Como ministro de Economía, Ramos estuvo a cargo de los cambios reglamentarios que permitieron la polémica importación de cemento del empresario Juan Carlos Bolaños. No obstante, él se negó a renunciar alegando que, en lo hecho señalado por la Procuraduría, no hay ninguna prueba de que haya cometido una falta al deber de probidad, sino que era solamente una posibilidad.

Ramos: ‘Mi trabajo no es para quedar bien con alguien’

Consultado sobre la mención que le hizo el presidente en el informe de labores, Ramos enfatizó que no solo recordó el proyecto de usura, sino también el de datáfonos. “Hay una agenda más grande, una agenda que se llama la reforma del mercado”, dijo el congresista.

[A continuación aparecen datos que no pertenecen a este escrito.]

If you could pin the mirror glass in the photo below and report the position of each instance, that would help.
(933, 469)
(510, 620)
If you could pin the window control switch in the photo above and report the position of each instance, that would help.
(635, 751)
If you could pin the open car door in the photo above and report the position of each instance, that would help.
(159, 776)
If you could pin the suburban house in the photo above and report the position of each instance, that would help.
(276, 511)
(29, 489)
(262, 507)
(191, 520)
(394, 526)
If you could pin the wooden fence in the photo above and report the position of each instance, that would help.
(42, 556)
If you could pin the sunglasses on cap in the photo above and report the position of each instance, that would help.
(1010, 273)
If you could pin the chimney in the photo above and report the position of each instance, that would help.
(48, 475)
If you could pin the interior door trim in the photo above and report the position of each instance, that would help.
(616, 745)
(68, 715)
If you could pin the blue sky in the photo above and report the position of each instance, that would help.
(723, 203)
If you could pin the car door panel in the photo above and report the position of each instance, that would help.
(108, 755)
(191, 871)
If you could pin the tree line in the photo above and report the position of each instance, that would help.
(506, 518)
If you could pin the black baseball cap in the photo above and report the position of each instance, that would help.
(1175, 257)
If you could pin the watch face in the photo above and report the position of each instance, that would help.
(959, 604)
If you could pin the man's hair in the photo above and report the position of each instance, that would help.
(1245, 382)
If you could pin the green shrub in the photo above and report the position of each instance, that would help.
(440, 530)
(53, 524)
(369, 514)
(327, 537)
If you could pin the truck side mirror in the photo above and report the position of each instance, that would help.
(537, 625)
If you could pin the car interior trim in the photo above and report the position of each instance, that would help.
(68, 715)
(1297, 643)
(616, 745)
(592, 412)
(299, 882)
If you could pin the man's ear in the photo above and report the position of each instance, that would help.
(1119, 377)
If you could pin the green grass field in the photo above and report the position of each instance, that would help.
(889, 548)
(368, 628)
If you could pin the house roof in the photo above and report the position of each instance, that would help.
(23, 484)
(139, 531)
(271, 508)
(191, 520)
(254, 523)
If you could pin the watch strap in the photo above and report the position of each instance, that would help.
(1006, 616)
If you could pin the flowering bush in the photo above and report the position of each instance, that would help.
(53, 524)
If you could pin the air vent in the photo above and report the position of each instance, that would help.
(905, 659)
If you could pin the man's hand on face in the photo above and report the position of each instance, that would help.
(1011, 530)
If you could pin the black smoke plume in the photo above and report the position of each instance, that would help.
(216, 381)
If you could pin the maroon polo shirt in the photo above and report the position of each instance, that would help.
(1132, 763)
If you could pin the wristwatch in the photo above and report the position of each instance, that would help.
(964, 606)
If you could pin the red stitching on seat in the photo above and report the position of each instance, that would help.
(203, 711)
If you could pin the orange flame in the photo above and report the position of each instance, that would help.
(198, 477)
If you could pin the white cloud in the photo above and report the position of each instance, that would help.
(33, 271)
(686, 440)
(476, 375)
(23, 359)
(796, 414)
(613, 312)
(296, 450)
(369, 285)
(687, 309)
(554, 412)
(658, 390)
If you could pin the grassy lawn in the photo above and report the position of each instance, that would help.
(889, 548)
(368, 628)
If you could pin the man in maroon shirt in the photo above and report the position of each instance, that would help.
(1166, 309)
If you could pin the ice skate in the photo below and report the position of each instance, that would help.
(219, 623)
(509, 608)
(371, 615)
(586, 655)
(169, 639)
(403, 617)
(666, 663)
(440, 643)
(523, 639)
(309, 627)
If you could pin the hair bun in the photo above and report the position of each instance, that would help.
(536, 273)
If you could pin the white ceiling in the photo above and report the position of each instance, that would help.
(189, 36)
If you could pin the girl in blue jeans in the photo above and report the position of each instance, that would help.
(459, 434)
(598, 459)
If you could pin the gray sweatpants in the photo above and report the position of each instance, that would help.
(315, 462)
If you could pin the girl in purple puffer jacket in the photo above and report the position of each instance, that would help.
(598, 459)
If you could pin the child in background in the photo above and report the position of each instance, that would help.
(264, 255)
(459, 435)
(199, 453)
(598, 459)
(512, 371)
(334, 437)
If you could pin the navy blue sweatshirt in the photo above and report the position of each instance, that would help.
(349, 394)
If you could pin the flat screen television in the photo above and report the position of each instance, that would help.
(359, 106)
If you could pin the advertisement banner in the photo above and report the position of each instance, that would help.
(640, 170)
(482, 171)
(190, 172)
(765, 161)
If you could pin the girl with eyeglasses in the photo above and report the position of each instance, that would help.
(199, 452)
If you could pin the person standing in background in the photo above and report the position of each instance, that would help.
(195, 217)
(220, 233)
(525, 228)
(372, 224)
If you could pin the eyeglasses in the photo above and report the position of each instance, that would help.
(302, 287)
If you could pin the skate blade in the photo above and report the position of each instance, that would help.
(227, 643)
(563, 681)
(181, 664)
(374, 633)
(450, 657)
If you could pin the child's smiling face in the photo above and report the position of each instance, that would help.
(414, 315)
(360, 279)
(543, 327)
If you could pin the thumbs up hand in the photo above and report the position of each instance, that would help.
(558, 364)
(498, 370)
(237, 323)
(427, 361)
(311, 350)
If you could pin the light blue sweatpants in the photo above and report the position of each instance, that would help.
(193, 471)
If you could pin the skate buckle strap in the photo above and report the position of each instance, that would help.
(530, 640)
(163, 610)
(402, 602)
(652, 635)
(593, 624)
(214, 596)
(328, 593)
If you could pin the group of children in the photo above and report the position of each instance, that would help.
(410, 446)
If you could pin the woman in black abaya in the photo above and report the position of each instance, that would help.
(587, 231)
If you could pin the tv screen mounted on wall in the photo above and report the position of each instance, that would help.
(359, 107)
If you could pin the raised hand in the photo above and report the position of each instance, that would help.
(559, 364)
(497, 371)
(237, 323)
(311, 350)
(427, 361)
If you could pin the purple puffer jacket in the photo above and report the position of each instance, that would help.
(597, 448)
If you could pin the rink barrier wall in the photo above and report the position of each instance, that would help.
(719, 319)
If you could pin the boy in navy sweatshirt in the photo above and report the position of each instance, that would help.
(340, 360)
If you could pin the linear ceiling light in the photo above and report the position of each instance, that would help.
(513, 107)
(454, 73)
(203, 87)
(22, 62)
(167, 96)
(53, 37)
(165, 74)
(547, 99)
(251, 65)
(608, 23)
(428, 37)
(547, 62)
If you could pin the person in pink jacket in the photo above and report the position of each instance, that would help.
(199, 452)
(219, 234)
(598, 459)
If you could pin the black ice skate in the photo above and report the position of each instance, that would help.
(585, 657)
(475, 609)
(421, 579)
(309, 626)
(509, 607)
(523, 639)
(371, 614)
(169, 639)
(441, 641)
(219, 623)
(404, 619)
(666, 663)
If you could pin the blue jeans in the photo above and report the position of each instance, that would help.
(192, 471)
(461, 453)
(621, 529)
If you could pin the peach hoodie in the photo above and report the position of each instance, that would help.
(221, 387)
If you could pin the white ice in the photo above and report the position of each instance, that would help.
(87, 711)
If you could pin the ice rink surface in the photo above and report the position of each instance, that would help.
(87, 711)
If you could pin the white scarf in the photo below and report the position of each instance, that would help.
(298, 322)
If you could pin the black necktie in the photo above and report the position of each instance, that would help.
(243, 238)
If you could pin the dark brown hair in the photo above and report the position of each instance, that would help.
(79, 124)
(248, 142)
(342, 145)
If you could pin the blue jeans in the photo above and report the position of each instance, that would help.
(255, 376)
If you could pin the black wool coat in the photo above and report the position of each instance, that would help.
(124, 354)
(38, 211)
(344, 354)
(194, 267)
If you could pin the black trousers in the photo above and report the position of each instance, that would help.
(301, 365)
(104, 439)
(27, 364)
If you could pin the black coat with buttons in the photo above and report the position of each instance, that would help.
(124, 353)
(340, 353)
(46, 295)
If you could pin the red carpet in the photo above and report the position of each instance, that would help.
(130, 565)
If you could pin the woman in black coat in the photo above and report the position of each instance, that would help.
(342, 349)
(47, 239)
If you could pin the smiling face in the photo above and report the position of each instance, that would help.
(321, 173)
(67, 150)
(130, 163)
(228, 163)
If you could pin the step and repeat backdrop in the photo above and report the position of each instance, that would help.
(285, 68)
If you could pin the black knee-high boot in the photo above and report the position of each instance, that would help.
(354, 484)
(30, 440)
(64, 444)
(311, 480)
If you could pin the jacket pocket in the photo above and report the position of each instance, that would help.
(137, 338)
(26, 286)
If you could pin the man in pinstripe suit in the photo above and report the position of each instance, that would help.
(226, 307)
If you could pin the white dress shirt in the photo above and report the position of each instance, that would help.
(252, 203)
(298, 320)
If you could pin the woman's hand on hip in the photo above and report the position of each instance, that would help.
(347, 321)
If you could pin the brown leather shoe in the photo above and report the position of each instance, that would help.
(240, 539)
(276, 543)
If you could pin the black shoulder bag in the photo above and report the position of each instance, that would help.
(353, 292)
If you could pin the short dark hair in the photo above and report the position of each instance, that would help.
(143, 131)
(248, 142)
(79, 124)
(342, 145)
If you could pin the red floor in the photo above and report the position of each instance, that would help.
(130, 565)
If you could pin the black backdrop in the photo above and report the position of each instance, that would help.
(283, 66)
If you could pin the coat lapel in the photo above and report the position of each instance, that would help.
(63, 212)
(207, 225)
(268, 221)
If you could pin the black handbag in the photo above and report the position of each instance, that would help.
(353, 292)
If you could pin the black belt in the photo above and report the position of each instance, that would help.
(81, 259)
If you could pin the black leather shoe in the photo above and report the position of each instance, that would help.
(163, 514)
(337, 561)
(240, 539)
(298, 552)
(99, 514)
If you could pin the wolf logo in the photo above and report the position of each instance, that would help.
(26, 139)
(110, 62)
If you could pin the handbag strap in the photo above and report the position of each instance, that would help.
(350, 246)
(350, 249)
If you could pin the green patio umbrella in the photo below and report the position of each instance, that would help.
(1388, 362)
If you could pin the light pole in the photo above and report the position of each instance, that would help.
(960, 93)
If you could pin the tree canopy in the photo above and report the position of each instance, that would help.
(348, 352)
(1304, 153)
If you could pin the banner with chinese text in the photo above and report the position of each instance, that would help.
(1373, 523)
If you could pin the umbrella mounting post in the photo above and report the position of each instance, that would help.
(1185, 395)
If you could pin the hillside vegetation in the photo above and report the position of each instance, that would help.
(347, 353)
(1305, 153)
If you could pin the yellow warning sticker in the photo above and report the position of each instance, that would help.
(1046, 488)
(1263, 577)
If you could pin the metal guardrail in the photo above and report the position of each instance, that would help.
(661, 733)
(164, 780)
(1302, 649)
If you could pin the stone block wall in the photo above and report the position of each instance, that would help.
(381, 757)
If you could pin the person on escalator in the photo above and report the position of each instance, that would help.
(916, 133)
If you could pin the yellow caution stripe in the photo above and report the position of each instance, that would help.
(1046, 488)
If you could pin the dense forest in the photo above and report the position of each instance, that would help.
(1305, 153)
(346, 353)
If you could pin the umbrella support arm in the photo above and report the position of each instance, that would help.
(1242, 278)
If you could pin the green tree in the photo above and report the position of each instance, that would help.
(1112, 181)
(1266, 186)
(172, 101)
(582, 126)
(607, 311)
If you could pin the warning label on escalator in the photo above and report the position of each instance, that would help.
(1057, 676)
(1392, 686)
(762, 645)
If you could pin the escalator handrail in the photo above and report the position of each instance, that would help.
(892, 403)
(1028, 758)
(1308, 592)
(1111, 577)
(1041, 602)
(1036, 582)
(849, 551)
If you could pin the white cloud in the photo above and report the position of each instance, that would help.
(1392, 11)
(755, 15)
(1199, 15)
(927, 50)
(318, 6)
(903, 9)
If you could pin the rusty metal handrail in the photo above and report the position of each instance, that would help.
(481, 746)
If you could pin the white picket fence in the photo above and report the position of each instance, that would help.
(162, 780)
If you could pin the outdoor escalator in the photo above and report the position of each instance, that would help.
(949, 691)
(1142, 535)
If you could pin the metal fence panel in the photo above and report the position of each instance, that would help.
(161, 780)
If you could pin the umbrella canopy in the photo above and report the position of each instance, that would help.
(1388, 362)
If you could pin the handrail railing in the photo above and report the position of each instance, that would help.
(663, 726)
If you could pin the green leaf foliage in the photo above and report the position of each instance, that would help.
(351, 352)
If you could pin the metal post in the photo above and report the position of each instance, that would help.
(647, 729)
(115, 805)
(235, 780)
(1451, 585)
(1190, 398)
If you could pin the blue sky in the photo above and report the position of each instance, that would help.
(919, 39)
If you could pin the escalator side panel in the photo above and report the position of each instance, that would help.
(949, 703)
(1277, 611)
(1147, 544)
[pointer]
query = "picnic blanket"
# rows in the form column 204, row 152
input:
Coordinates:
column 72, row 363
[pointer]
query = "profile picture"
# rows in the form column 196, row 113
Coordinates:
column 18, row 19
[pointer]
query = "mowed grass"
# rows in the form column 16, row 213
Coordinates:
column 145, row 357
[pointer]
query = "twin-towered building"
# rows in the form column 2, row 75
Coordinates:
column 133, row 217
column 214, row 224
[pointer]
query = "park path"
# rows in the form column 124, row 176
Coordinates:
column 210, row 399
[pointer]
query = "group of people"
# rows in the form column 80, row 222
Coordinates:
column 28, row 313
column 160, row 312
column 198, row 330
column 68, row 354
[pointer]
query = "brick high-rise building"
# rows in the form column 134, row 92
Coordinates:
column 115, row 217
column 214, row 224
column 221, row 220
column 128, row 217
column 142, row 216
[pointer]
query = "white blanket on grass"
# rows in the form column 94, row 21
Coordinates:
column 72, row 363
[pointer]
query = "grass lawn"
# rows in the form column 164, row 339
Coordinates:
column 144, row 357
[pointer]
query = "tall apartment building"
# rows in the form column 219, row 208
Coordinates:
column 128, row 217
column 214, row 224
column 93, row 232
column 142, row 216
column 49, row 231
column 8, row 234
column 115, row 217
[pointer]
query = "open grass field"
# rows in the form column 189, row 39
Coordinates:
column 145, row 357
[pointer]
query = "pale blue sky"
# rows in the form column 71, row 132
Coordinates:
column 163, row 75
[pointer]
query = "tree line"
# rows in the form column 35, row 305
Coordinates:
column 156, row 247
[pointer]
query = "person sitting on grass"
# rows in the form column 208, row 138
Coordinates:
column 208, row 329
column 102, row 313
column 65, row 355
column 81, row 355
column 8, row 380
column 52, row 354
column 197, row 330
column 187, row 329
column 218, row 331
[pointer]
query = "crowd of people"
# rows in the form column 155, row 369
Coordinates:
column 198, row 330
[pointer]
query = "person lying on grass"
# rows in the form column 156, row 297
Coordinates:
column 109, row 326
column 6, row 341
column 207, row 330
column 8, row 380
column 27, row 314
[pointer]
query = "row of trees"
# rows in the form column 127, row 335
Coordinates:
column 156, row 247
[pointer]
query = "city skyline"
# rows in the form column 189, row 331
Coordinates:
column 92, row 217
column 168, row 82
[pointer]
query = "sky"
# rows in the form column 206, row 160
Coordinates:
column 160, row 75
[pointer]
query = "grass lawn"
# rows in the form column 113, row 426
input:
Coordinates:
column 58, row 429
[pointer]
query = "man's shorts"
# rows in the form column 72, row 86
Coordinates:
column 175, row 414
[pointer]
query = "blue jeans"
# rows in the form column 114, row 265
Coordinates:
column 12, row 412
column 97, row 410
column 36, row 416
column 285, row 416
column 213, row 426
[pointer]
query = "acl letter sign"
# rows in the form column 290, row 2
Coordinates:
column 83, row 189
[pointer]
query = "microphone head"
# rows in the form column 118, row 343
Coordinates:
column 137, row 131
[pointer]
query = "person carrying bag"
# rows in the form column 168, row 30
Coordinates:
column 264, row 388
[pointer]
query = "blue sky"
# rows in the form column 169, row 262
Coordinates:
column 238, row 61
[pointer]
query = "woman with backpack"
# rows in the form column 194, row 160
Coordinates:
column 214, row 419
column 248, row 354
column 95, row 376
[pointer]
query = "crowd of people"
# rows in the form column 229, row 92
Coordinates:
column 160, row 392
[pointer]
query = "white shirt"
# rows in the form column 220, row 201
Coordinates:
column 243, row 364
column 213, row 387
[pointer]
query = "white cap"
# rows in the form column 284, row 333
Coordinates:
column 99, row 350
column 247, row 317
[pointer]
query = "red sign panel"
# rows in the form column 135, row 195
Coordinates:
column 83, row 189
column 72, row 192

“Primero, tengo que decir que los asuntos país y cómo lo cambiamos para que nos beneficiemos todos, están por encima de cualquier cosa. Dos, mi trabajo aquí nunca vino a ser un trabajo para quedar bien con alguien o con algo, sino para llevar a cabo la reforma del mercado”, dijo Ramos.

El congresista alegó que en Costa Rica hay mercados que operan, injustamente, en contra del consumidor o en contra del pequeño productor. “Tenemos que acabar con eso”, dijo.

Añadió que él y Carlos Alvarado comparten esa visión totalmente, e insistió en que él no está “buscando simpatías”, sino que trata de buscar más oportunidades.

Dijo que esa visión de reforma del mercado ya está en el plan de gobierno que presentó Alvarado para la campaña 2018. “Que la reconozca el presidente, me parece muy bien”, dijo Ramos; sin embargo, no llegó a decir que haya tenido contacto directo con el presidente en ningún momento.

Es más, alegó que la coordinación se da a través de la jefatura de la fracción del PAC y dijo que él tiene “muy buena relación” con todos los ministros del Gobierno. “La fracción es unida y estamos trabajando con una visión país y de conjunto”, apuntó.